First, the safe deposit box contract governed rental of the safe deposit box, not ownership of the contents of the box.  Control over the box and ownership of the contents of the box are two very separate things.  While the contract mentioned control, there was nothing in the contract to establish ownership over the contents.  Furthermore, the survivorship language in the contract that was relied upon by Longstreet concerned access, not ownership.

Second, the Georgia Court of Appeals also took the occasion to construe O.C.G.A. § 7-1-813(a), which provides that sums remaining on deposit at the death of a party to a joint account belong to the surviving party as against the estate of the decedent, unless there is clear and convincing evidence of a different intent at the time the account was created.  Longstreet tried to argue that a joint safe deposit box is similar to a joint account.  The appellate court ruled that leasing a safe deposit box does not come within the definition of a joint account for the purposes of this Georgia statute.

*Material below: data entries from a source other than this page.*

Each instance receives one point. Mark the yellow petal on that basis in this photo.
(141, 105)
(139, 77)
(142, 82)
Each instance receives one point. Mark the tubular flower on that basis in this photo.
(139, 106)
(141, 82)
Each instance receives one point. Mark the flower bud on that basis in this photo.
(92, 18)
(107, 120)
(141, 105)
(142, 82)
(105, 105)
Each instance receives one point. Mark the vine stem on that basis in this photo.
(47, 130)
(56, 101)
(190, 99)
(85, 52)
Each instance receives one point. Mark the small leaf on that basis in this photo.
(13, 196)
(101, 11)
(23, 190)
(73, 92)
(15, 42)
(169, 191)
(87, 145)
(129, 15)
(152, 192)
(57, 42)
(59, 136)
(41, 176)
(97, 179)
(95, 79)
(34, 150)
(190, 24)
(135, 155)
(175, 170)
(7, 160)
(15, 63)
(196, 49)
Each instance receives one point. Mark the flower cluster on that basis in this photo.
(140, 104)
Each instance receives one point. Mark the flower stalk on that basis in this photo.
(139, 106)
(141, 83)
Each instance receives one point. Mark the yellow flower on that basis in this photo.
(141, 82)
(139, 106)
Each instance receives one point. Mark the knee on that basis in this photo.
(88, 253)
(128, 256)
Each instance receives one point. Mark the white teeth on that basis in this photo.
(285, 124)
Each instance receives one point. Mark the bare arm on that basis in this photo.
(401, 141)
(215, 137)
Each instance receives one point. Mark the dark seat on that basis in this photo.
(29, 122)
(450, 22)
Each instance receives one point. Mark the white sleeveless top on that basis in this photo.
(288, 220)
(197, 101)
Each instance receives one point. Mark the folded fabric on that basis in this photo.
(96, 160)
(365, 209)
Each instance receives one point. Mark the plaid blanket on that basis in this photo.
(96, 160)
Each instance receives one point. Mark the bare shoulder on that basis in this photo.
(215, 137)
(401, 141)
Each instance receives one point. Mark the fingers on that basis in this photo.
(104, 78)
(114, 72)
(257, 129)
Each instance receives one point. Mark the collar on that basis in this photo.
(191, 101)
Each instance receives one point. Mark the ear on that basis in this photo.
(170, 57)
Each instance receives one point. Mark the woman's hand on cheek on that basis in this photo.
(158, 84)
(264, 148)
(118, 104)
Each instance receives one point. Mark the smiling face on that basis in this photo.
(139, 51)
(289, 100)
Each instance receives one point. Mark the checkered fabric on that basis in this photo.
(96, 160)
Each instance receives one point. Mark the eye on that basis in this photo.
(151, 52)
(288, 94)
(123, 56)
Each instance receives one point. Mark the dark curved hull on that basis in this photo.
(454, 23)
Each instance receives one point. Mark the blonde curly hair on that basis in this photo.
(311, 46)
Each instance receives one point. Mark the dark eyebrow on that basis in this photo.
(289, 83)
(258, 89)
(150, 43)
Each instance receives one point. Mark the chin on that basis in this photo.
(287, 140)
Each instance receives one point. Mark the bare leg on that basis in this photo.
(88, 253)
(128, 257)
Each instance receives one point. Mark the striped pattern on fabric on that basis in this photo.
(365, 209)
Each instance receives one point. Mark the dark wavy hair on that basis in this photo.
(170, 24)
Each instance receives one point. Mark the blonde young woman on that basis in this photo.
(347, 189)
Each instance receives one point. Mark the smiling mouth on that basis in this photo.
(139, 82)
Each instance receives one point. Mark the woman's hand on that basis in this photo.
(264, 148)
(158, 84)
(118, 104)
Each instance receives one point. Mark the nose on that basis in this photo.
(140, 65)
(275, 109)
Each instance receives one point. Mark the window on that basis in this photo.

Third, there was no evidence that an inter vivos gift was made.  To constitute a valid inter vivos gift, (1) the donor must intend to give the gift, (2) the donee must accept the gift, and (3) the gift must be delivered or some act which under law is accepted as a substitute for delivery must be done.  To be effective, delivery must be made during the donor’s lifetime.  Longstreet contended that delivery was shown by Smith providing her with a key to the box and telling her that whatever was in the box belonged to Longstreet.  The Court of Appeals determined that no delivery was made during Smith’s lifetime because Smith retained a key to the box.  Thus, the contents of the box could have been reclaimed by Smith at any time prior to her death.  This continuing joint access to the box differentiated this case from those where a donor gives all keys to a safe deposit box to a donee, thus depriving the donor of access to the box and an opportunity to remove the contents of the box.

The lesson here is that if you want to transfer ownership of the contents of a safe deposit box, then be specific – access, control, and the like do not equate to ownership.  Cases in other jurisdictions refer to safe deposit box contracts that do address ownership, so if you plan to use a safe deposit box to transfer ownership of the contents of the box, then make sure that the contract specifically addresses ownership as opposed to solely control of or access to the box.